StringArray::addTokens() bug!

4 posts / 0 new
Last post
Randy
Offline
Last seen: 7 years 10 months ago
Joined: 21 Jun 2005 - 21:28
StringArray::addTokens() bug!

Look at these examples:

StringArray tokens;

tokens.addTokens(T("two words"), false);
// tokens.size() is 2 (correct!)

tokens.clear();
tokens.addTokens(T("five words with trailing space "), false);
// tokens.size() is 6 (incorrect!)

tokens.clear();
tokens.addTokens(T("six words with two trailing spaces  "), false);
// tokens.size() is 8 (incorrect!)

tokens.clear();
tokens.addTokens(T(" five words with leading space"), false);
// tokens.size() is 6 (incorrect!)

tokens.clear();
tokens.addTokens(T("seven words with three   spaces in middle"), false);
// tokens.size() is 9 (incorrect!)

I don't think we want leading, trailing, and multiple spaces included when tokenizing, do we?

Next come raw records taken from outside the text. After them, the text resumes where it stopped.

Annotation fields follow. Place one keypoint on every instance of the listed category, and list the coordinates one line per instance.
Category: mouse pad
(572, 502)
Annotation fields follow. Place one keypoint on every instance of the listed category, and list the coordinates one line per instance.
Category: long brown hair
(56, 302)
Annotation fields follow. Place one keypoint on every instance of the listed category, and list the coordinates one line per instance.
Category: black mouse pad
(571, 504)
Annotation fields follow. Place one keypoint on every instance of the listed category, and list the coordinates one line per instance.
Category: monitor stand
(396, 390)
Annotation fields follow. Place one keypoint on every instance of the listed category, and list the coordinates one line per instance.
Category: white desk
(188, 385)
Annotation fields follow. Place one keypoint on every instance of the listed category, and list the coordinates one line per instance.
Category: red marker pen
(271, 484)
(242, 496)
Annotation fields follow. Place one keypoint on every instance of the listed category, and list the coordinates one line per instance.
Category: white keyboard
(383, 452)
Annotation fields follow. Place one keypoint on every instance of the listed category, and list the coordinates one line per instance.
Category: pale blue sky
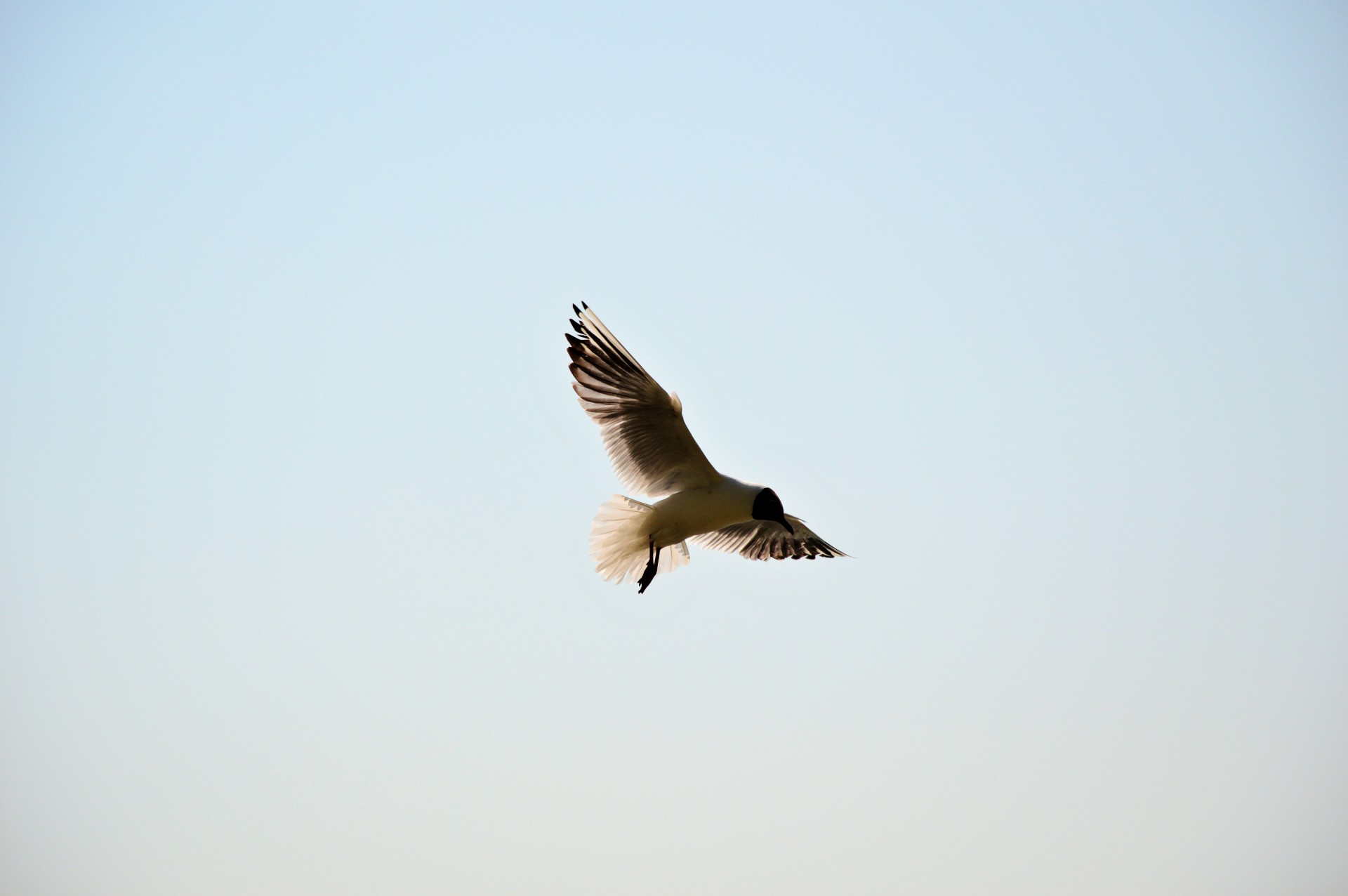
(1040, 310)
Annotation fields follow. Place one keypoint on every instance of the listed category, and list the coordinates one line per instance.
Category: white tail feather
(621, 546)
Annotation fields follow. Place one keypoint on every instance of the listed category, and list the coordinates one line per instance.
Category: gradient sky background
(1041, 312)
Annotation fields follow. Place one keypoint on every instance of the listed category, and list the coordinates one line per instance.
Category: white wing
(642, 425)
(767, 541)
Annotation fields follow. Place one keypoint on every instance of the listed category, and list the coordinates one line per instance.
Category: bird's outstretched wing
(767, 541)
(642, 425)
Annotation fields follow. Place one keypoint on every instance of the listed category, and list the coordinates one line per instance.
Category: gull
(654, 453)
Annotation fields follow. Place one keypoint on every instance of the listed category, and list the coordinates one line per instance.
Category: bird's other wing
(642, 425)
(767, 541)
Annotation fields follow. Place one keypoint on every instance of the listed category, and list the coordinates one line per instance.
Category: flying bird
(654, 454)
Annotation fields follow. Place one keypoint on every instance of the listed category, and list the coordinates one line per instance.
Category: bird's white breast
(703, 510)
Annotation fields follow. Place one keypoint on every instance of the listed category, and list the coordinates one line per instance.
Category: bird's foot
(649, 574)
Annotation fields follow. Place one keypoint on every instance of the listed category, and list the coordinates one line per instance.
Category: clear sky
(1040, 310)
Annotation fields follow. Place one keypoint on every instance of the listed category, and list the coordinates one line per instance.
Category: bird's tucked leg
(653, 560)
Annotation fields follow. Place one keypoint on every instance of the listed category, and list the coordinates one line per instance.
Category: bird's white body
(701, 510)
(654, 453)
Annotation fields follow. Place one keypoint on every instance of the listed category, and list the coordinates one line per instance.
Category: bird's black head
(767, 506)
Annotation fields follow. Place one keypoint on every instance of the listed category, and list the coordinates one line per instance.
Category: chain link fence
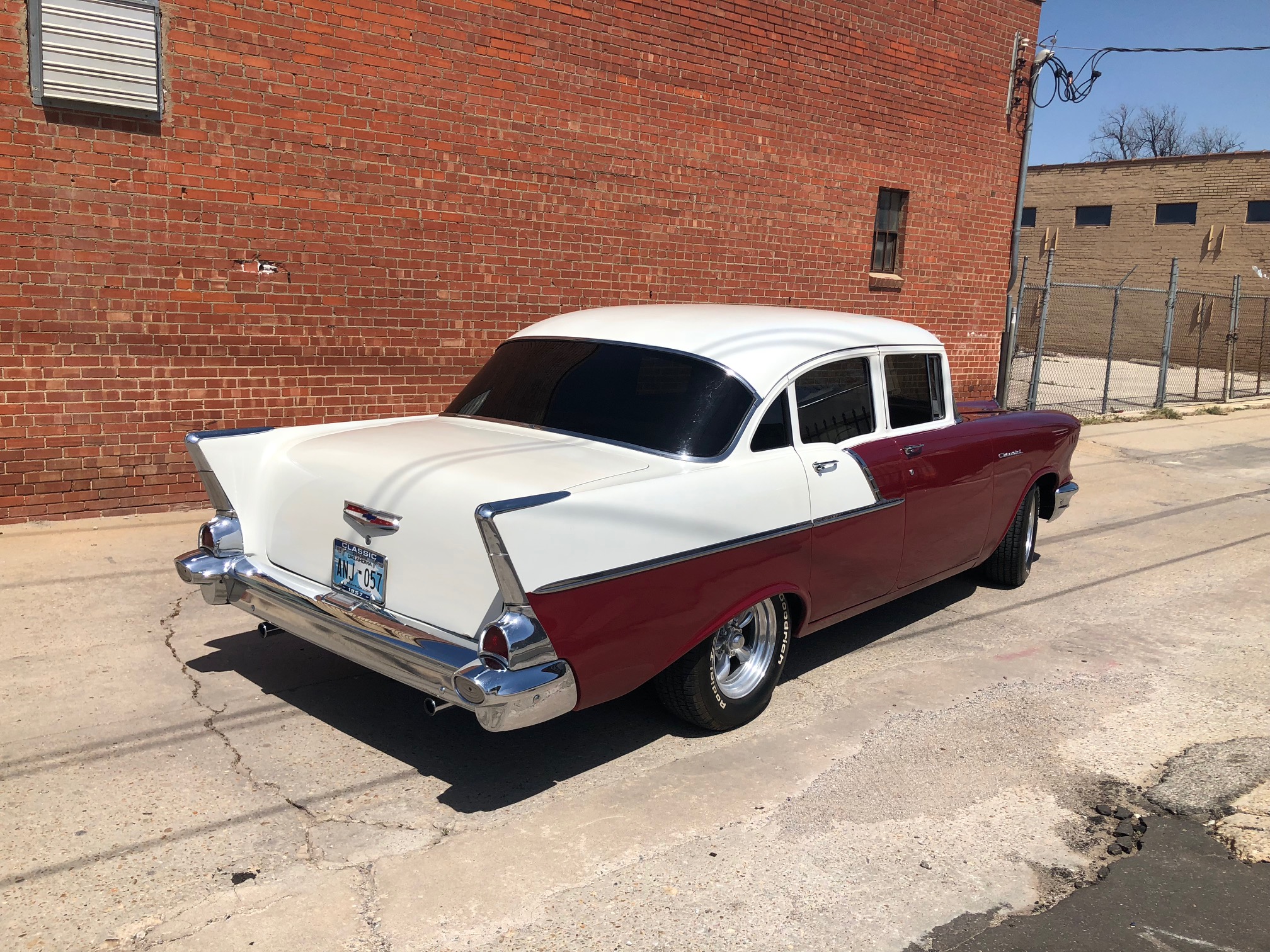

It's easily handled with a call to StringArray::removeEmptyStrings(true) when tokenizing whitespace, but not as easily remedied when tokenizing with other break characters.

OvermindDL1
Offline
Last seen: 7 years 1 month ago
Joined: 3 Jun 2005 - 11:58

I'd say just use spirit to parse it, would be worlds easier.

Actually, spirit is probobly overkill, boost:tokanizer is made for *exactly* that kind of thing though, and its been through its paces years ago so there are no known bugs. And it would let you parse tokens based on whitespace or any other seperator. Would work quite well inside addTokens() in the StringArray class.

jules
Online
Last seen: 10 min 6 sec ago
Joined: 29 Apr 2013 - 18:37
Re: StringArray::addTokens() bug!

Randy wrote:
Look at these examples:

StringArray tokens;

tokens.addTokens(T("two words"), false);
// tokens.size() is 2 (correct!)

tokens.clear();
tokens.addTokens(T("five words with trailing space "), false);
// tokens.size() is 6 (incorrect!)

tokens.clear();
tokens.addTokens(T("six words with two trailing spaces  "), false);
// tokens.size() is 8 (incorrect!)

tokens.clear();
tokens.addTokens(T(" five words with leading space"), false);
// tokens.size() is 6 (incorrect!)

tokens.clear();
tokens.addTokens(T("seven words with three   spaces in middle"), false);
// tokens.size() is 9 (incorrect!)

I don't think we want leading, trailing, and multiple spaces included when tokenizing, do we?

It's easily handled with a call to StringArray::removeEmptyStrings(true) when tokenizing whitespace, but not as easily remedied when tokenizing with other break characters.

that's usually true for whitespace, but if I was tokenising with other separators, e.g.

"a,b,,c,,"

then I'd be quite annoyed if it didn't return 6 items, three of them empty.. And of course removeEmptyStrings would clean this up too, if you just want the non-empty tokens.

Randy
Offline
Last seen: 7 years 10 months ago
Joined: 21 Jun 2005 - 21:28
Re: StringArray::addTokens() bug!

jules wrote:
that's usually true for whitespace, but if I was tokenising with other separators, e.g.

"a,b,,c,,"

then I'd be quite annoyed if it didn't return 6 items, three of them empty.. And of course removeEmptyStrings would clean this up too, if you just want the non-empty tokens.

A very good point I'd completely overlooked as I'm only dealing with whitespace! I've just thrown in a bunch of removeEmptyStrings() calls into my parsing routines to clean it up.